The way today’s professionals consume education is quite different from a decade ago. While the MBA remains the core of the graduate business education experience, it is no longer the only option. More and more students (and employers) are looking for specialization and to meet that market demand, the Carlson School has launched several new degree types over the past two years.
This started with our Master’s in Business Analytics program which just began its third class. In a very short time we’ve seen this program grow from 24 to 40 to 83 students this June. Corporate demand for our graduates, who get to put their instruction to practice on real projects in our Analytics lab, has matched the impressive rise in enrollment.

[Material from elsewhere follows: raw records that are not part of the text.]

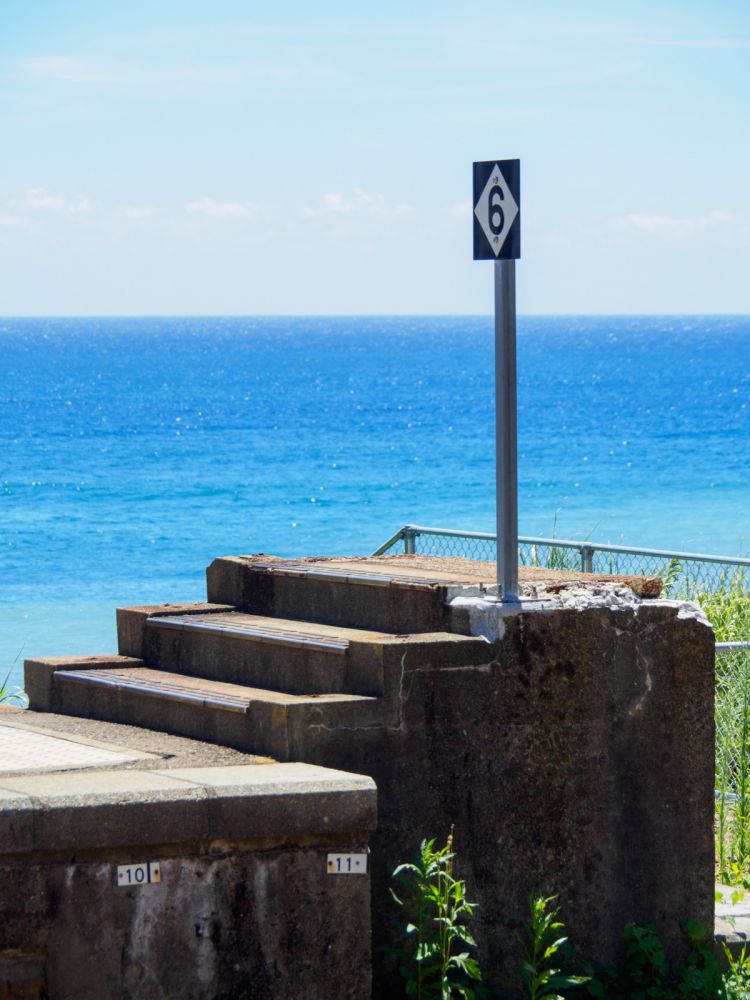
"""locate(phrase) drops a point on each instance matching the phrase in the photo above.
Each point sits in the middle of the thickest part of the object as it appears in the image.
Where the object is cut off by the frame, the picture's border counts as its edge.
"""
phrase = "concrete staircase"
(281, 650)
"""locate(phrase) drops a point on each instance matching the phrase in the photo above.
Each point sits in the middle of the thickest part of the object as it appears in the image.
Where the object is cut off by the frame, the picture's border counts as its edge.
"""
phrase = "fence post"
(587, 559)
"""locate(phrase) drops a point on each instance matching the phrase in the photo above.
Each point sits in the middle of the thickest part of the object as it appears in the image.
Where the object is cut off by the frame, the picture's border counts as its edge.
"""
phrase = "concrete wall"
(254, 917)
(577, 759)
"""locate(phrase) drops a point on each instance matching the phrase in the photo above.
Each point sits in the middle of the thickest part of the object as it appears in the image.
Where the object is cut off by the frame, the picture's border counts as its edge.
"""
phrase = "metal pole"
(506, 463)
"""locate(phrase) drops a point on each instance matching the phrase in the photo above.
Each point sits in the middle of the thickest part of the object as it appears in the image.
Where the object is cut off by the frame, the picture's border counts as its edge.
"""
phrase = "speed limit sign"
(497, 211)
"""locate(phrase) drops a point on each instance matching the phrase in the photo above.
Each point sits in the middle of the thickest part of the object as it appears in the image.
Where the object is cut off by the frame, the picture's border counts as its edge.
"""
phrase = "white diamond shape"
(503, 208)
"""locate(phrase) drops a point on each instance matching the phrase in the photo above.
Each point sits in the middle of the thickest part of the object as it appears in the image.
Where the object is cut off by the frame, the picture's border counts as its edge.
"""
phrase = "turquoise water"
(132, 451)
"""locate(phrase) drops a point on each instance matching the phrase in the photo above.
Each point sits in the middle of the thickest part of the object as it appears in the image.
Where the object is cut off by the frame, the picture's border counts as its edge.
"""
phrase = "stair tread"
(352, 571)
(335, 638)
(180, 686)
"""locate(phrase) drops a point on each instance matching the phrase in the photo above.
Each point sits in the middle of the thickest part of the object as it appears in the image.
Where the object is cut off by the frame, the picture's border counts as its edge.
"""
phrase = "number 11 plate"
(347, 864)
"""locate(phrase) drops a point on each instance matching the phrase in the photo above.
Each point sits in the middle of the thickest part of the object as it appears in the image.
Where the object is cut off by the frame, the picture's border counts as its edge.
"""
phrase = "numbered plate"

A week after we welcomed our newest MSBA class, the first cohort in our new MS in Finance Program arrived on campus. This one-year program is designed for early career professionals to transition into or accelerate their careers in corporate finance, security analysis and portfolio management, investment and commercial banking, risk management, and more. The feedback I’ve heard from our faculty about the caliber of the students has been fantastic.
Finally, a third new program also started last month. However, its students will only be spending a weekend at the Carlson School this summer. Instead students in our Industry MBA program–a one-year program for current and past congressional staffers that provides them valuable business knowledge in the health care, energy, technology and finance industries–will be completing the bulk of their courses from their computers.
We aren’t done adding new programs with the Master of Science in Supply Chain Management soon to debut. In addition, we’ve been taking a close look at how we deliver our existing programs, and I have been thrilled with the innovation we’ve seen with online delivery that is allowing us to better serve professionals in Greater Minnesota and the surrounding region with the distance version of our part-time MBA, as well as how our we’re incorporating more and more experiential opportunities into our curriculum at both grad and undergraduate levels.
The world of business is ever-evolving and it is exciting to be leading the charge in being responsive to the changing needs.